No entanto, assumir tal posicionamento contradiz com os aclamados princípios da imprensa livre nos EUA. Primeiramente, de acordo com estudos do Serviço de Pesquisa do Congresso (CRS, na sigla em inglês), há poucos precedentes no uso de tal código por ele ser legalmente problemático. “Não estamos cientes de nenhum caso em que um editor de informações obtém documentos de um empregado do Governo e acaba sendo culpado por publicá-los”, diz o estudo.
Assim, acusar Assange por crime de espionagem esbarra na Primeira Emenda da Constituição Americana, que dispõe sobre a liberdade de expressão – princípio defendido pela advogada de Assange - e uma grande repercussão negativa, entendendo tal acusação como “censura estatal”.
Outro obstáculo envolve aspectos de territorialidade, Assange não é um cidadão americano e todas as suas ações foram promovidas a partir de países estrangeiros. Deste modo, persegui-lo implica tencionar as relações políticas internacionais, questionando a jurisdição dos países.
Além disso, os casos que envolveram o Decreto da Espionagem foram levantados contra cidadãos americanos que tiveram acesso aos documentos antes de enviá-los a agentes estrangeiros.
Atuando dentro do limites legais dos Estados de Direito, as ações do Wikileaks testam o limite da liberdade de expressão da democracia moderna com a publicação de segredos que levam a questionar a legitimidade das ações dos poderosos..
No dia 14.12.2010, Julian Assange obteve liberdade condicionada, com uma caução de 240 mil libras (282.255 euros). Retornará ao tribunal no dia 11 de Janeiro, em Londres. Durante este período, ficará sob vigilância, com saídas controladas e sendo obrigado a utilizar pulseira eletrônica. Além disso, terá acesso restrito a internet.
A perseguição de Assange é um fato político que obriga aos dirigentes políticos e a sociedade como um todo refletir sobre os limites da liberdade de expressão numa era informatizada.
É verdade que as agências de controle nunca tiveram tantos mecanismos e equipamentos de vigilância, mas também é verdade que existe um movimento de mão dupla: as agências de controle também podem ser vigiadas.
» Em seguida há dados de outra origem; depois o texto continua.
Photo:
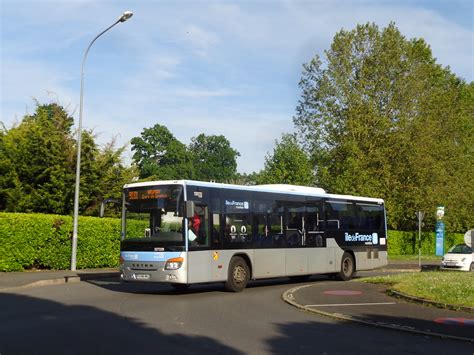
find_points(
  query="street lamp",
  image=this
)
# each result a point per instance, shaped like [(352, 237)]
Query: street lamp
[(125, 16)]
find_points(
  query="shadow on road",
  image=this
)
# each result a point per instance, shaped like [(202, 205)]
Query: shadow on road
[(35, 326), (114, 284)]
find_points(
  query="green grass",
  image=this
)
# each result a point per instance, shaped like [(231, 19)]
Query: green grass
[(449, 287), (412, 257)]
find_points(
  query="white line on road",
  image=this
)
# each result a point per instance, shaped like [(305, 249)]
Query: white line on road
[(349, 304)]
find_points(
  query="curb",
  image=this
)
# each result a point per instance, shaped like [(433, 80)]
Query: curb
[(61, 281), (289, 298), (425, 302)]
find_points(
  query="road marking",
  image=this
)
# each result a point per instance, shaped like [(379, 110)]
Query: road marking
[(349, 304)]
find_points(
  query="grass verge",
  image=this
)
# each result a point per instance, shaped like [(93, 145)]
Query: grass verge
[(449, 287)]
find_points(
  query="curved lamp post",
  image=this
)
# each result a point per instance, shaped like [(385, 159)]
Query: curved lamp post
[(125, 16)]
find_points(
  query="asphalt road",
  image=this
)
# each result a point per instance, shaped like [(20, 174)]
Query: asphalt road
[(107, 317)]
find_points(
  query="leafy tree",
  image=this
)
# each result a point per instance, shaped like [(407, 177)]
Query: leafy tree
[(37, 165), (39, 172), (379, 117), (159, 155), (288, 164), (213, 158)]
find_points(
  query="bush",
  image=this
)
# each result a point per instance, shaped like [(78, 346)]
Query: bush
[(44, 241)]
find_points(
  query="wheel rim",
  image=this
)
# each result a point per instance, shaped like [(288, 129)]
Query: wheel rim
[(239, 274)]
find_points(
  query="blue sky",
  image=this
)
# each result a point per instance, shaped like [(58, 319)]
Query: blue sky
[(213, 67)]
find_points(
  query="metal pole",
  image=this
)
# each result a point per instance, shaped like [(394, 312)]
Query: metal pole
[(419, 243), (125, 16)]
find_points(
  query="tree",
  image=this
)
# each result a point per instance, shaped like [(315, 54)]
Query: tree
[(159, 155), (37, 165), (40, 153), (288, 164), (213, 158), (379, 117)]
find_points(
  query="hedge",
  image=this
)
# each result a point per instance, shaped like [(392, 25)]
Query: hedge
[(29, 241)]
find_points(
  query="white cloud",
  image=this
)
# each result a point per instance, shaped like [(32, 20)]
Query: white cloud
[(199, 67)]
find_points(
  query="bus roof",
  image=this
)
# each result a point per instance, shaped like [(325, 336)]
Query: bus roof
[(275, 188)]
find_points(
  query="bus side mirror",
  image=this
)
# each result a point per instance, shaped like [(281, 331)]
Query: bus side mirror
[(189, 209)]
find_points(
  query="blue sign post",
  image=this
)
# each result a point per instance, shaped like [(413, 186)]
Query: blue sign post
[(439, 238), (440, 231)]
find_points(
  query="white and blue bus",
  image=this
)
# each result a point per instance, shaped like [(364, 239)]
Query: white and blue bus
[(184, 232)]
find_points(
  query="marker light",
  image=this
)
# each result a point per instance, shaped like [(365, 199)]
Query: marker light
[(174, 263)]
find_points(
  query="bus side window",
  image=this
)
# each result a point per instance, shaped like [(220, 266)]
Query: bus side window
[(201, 225), (216, 231)]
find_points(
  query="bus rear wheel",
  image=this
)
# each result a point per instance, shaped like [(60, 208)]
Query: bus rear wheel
[(180, 287), (347, 267), (238, 275)]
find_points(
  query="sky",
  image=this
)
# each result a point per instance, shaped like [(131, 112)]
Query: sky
[(215, 67)]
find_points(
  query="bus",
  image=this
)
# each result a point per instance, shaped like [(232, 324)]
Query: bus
[(185, 232)]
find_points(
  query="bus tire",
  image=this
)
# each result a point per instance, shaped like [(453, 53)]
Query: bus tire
[(347, 267), (300, 278), (180, 287), (238, 275)]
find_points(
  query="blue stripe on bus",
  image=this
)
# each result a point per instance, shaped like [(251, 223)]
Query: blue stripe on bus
[(148, 255)]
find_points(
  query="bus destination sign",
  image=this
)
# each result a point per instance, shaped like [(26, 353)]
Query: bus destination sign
[(146, 194)]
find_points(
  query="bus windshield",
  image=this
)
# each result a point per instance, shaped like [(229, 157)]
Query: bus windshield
[(154, 215)]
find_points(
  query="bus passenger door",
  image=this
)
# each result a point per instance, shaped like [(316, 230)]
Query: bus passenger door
[(314, 226), (200, 255), (314, 230)]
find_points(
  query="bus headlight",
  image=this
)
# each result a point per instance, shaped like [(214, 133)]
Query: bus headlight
[(173, 263)]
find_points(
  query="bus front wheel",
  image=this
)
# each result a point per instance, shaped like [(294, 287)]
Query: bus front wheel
[(347, 267), (238, 275)]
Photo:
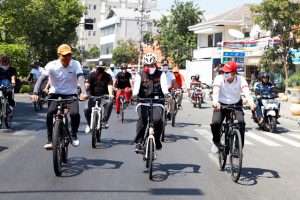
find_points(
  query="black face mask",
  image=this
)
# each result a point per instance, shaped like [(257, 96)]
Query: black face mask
[(100, 70)]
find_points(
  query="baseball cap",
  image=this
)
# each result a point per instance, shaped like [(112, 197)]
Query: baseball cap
[(64, 49), (230, 66)]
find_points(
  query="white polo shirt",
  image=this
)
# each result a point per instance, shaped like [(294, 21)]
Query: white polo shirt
[(63, 80), (230, 93)]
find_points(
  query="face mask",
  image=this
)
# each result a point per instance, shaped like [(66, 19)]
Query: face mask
[(152, 70)]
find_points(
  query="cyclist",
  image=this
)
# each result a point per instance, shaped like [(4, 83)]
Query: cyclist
[(65, 73), (180, 83), (99, 83), (8, 77), (262, 88), (226, 91), (170, 81), (123, 81), (149, 83)]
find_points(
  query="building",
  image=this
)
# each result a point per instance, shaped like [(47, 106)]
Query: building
[(124, 24), (97, 10)]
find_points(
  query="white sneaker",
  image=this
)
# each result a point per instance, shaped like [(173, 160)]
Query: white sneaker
[(214, 149), (87, 129)]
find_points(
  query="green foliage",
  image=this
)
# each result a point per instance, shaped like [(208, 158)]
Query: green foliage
[(174, 38), (26, 89), (125, 52)]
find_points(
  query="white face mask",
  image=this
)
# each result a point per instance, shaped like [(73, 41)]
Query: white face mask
[(152, 70)]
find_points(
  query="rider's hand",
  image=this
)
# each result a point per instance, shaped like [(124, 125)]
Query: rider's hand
[(34, 98), (83, 97), (217, 105)]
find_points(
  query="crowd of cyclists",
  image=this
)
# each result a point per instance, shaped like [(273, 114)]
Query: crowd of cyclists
[(61, 78)]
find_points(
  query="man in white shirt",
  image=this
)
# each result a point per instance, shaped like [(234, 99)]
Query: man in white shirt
[(226, 91), (65, 74)]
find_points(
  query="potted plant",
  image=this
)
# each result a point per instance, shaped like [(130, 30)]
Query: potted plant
[(294, 92)]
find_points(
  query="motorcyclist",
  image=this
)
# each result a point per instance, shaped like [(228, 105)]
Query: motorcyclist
[(263, 88)]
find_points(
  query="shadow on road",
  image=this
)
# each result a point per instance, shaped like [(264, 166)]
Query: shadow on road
[(175, 169), (78, 165)]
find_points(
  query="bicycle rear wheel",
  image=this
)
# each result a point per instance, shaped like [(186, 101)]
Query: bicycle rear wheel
[(57, 142), (236, 154), (222, 151)]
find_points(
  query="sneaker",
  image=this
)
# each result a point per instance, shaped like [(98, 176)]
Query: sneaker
[(75, 141), (138, 147), (87, 129), (104, 125), (48, 146), (214, 149)]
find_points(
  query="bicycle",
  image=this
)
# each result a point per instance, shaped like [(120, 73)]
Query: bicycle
[(96, 118), (61, 137), (231, 143), (149, 146), (38, 105), (6, 114)]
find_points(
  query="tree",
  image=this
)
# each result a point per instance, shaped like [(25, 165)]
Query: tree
[(41, 25), (174, 37), (125, 52), (279, 17)]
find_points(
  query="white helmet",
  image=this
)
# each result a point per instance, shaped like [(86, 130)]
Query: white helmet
[(149, 59)]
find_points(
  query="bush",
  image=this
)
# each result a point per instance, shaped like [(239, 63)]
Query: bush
[(26, 89)]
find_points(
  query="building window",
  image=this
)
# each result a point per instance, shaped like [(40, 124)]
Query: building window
[(210, 40), (218, 38)]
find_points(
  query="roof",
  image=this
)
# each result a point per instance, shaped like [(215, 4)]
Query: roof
[(235, 16)]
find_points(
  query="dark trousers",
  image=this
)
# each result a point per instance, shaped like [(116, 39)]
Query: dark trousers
[(217, 119), (73, 112), (142, 122), (107, 106)]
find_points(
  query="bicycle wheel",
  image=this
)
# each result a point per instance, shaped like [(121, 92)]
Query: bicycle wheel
[(222, 151), (94, 129), (57, 142), (8, 117), (236, 154)]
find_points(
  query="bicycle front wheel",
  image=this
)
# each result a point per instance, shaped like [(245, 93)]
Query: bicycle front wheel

O Wikileaks vem fortalecendo este movimento de democratização das decisões políticas que interessam o povo e dos mecanismos desta era digital.
Nesse sentido, Natalia Viana, alerta que no atual momento no Brasil, em que se discute um novo marco regulatório para a mídia, é de extrema importância observar as ações do Wikileaks.
"O Wikileaks é um representante de uma nova mídia espontânea, que trabalha voluntariamente – que sou eu – e se pode ver os diferentes ângulos e as diferentes maneiras de a notícia se propagar. O elemento novo trazido é que a acessibilidade à informação muda de perspectiva. Apesar de os jornais terem acesso aos documentos, todos eles vão para a web, estão na web. Estamos com problemas técnicos e estamos conseguindo fazer o upload um pouco mais tarde, mas qualquer pessoa, qualquer pesquisador, qualquer jornalista pode fazer sua própria leitura. Isso é extremamente democratizante, algo que só uma organização como o Wikileaks traz. Não é só o vazamento, não só os segredos das embaixadas, não só que o Julian foi preso. É uma nova fronteira de democratização da comunicação usando a internet como meio", pontua.
Os documentos divulgados pelo Wikileaks confirmam muitas das impressões e analises políticas já realizadas, mas é por confirmar e escancarar a vigilância dos EUA dispersa pelo mundo, que suas ações chamam tanto a atenção. O Wikileaks não deixa dúvidas que existem interessantes conflitantes na política e que o povo deve saber destes interesses para se posicionar.